The coming year is likely to see the state and federal governments pay more attention to the Mornington Peninsula.
The Labor state government has won one of the peninsula’s “safe” Liberal seats and the shire’s new mayor, Cr David Gill, wants to make sure there is no weakening of land use regulations, especially in the green wedge zone.
A federal election is due by May, and while the Liberals will want to win back support, Labor will want to build on the sentiments that saw Chris Brayne take Nepean.
Ironically, Cr Gill and shire CEO John Baker were last Friday meeting with the failed Liberal candidate Russell Joseph, who had been aligned with the shire on several issues.
“The ALP guy [Chris Brayne] should have been in touch with us by now,” Cr Gill told The News last Thursday.
The shire is continuing its against the imposition by the state of the same planning regulations as apply to Melbourne suburbs and a new business-backed advocacy group will be launched early next year.
The group will work in a similar way to that of the high profile Committee for Greater Frankston.
Former Liberal MP for Dunkley, Bruce Billson, said a “foundation group” meeting at the Woodman Estate conference centre, Moorooduc, two weeks ago had seen “a positive sentiment to explore what can be done” through an advocacy group.
The list of issues to be tackled by a Committee for the Mornington Peninsula included economic sustainability, transport and “local livelihoods”, or the provision of jobs on the peninsula.
“It will be similar to the Frankston committee and those running in Greater Dandenong and Geelong,” Mr Billson said.
He said the peninsula committee had already received offers of “seed money” to cover establishment costs.
While the shire campaigns against planning regulations it has also attracted the attention of state government departments by erecting a “temporary” safety fence around The Pillars at Mt Martha, something the government had previously ignored.

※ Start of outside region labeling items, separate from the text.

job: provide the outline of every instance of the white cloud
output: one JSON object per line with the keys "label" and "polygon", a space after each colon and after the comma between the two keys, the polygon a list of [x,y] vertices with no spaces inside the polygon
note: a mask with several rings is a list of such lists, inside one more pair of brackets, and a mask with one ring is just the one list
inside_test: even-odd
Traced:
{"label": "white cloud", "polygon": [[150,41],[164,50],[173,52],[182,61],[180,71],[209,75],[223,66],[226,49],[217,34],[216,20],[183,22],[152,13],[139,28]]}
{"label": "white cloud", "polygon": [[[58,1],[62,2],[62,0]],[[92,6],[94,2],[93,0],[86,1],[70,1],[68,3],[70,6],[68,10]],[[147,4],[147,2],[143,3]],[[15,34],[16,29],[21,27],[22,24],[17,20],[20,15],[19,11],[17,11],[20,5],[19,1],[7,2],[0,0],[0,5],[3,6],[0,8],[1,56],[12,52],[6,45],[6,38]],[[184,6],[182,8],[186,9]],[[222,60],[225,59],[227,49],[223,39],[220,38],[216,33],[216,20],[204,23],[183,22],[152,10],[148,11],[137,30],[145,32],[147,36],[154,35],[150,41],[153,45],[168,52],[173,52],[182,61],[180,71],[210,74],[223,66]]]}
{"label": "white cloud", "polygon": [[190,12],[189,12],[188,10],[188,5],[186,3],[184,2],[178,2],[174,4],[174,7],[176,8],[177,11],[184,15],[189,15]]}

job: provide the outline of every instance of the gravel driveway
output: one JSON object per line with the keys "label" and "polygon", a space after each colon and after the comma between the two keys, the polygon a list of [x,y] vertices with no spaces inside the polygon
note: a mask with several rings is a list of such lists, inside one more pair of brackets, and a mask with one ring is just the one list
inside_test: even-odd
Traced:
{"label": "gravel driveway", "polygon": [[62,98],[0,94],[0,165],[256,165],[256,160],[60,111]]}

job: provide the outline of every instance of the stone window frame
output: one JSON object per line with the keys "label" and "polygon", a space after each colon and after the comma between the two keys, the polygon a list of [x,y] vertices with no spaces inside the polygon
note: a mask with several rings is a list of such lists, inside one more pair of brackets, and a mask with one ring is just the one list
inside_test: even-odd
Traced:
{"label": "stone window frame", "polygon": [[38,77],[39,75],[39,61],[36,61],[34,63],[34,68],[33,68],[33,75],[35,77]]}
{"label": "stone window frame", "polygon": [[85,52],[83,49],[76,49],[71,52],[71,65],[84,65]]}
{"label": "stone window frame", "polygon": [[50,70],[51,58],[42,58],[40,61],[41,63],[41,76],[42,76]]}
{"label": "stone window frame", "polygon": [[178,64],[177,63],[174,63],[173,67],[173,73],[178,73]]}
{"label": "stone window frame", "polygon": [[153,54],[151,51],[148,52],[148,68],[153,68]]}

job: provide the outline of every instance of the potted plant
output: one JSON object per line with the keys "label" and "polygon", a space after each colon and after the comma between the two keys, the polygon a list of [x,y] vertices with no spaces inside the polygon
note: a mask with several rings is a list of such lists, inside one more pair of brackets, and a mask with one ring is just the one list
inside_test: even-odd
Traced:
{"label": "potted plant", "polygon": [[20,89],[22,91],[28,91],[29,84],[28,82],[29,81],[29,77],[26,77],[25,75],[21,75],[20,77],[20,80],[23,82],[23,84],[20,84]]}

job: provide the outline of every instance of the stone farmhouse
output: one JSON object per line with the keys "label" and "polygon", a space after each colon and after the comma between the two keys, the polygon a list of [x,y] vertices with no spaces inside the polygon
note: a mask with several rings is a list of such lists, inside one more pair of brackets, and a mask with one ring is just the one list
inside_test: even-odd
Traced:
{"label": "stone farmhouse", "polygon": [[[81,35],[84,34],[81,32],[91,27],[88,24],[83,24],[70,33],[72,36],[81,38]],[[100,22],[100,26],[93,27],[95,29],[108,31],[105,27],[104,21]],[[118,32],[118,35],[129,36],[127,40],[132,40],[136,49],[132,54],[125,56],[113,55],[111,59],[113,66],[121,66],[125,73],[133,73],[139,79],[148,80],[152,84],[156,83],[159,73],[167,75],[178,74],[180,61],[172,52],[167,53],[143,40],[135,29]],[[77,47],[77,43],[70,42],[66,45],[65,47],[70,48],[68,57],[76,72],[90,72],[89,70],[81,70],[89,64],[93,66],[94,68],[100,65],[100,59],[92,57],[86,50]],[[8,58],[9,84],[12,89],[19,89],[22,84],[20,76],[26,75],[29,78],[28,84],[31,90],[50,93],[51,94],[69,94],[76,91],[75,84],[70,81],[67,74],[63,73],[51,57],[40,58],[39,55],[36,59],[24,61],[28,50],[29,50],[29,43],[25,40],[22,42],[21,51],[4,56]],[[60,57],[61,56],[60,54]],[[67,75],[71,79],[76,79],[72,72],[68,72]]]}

“As the local council, we are determined to protect our townships from inappropriate development that is inconsistent with the low-scale development character of our shire,” Cr Gill said.
But also brewing on the sidelines, or at least the shire’s northern boundary, is neighbouring Frankston Council’s push for the electrification of the railway to Baxter.
This proposal was advocated throughout the state election campaign by the Committee for Greater Frankston and the council.
Cr Gill, before he was mayor, wasted no time in demanding that the shire be included in any discussions of planning as Baxter, the notional end of the line, was part of the shire.
He says the infrastructure required around an end-of-the-line station at Baxter “will take up all the green wedge between Baxter and Somerville”.
“There’s no room at Frankston, so that’s why they want to push [the electrified line] out.”
Cr Gill was also scathing in regard to Frankston appropriating the peninsula’s name, especially for its Peninsula Aquatic and Recreation Centre, or PARC.
Late last week Frankston issued a news release looking for volunteers with “a passion for Frankston and the Mornington Peninsula” to work at its tourism information centre.
Cr Gill’s response: “I will arrange the annexation of the Frankston Ward of the Mornington Peninsula Shire”.